Date: Sun, 16 Jul 1995 21:26:51 -0700 (PDT)
From: Bob Corbett <bcorbett@crl.com>
Subject: H 33: ways of viewing Haitian Voodoo
Message-Id: <Pine.SUN.3.91.950716212628.24136T-100000@crl8.crl.com>
One year when I taught my annual Haitian history course I had several of my philosophy students in the course. (I am a philosophy professor by profession.) I knew some of them were interested in epistemology and sociology of knowledge, so I wrote this short piece to describe different ways of looking at Haitian Voodoo.
I believe there are three primary ways of regarding virtually any phenomena we observe or hear about or hear claimed.
Nature. Some things we regard as behaving according to certain laws of nature. We may or may not personally or even collectively know these laws at the moment, but we still might believe that the phenomenon in question is and is by nature what we believe it to be.
For example, in present western culture, most of us would regard the coming of spring as a natural phenomenon and believe that trees, flowers, birds, bees, even humans, are following laws of nature which we know much about. Any given one of us might not know much about these laws, but we tend to believe that scientists do, and that the laws exist.

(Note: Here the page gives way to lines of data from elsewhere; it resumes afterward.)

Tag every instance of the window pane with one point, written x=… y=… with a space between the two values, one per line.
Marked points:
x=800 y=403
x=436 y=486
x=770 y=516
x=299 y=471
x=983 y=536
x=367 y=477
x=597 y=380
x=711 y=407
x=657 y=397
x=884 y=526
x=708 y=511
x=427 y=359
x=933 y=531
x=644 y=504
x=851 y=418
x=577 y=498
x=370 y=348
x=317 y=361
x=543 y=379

The transcendental is beyond the scientific. The reason for this is that most transcendental claims cannot be criticized or tested. Let me give you two contrasting examples:
A. Psycho-natural: One says medicine 'x' will cure this disease, 'y'. One gives medicine x to many people with y. If most or very many of them are cured, more than with any other medicine, then we tend to believe that x cures y. And we believe we know this with good reasons.
B. Transcendental. However, suppose we pray to the god, udu, to cure us of y. Note that udu, like most gods, doesn't have to answer the prayer. Thus the tendency of the believer is to say that if we are cured of y it was udu who did it. But, if we are not cured of y, this does not mean that udu can't cure y, but only that udu didn't choose to.
Thus evidence is mainly irrelevant to transcendental beliefs.
Karl Popper, one of the most important philosophers of science, has argued that the key difference between science and non-science is precisely the ability to propose concrete tests for the truth or falsity of a hypothesis which can be decided by observation. Thus one says: if I give x to 200 people with y and then, within q # of days, 70% of them recover, then we should believe that x is an important cure for y.
Note that virtually no such tests exist for transcendental phenomena.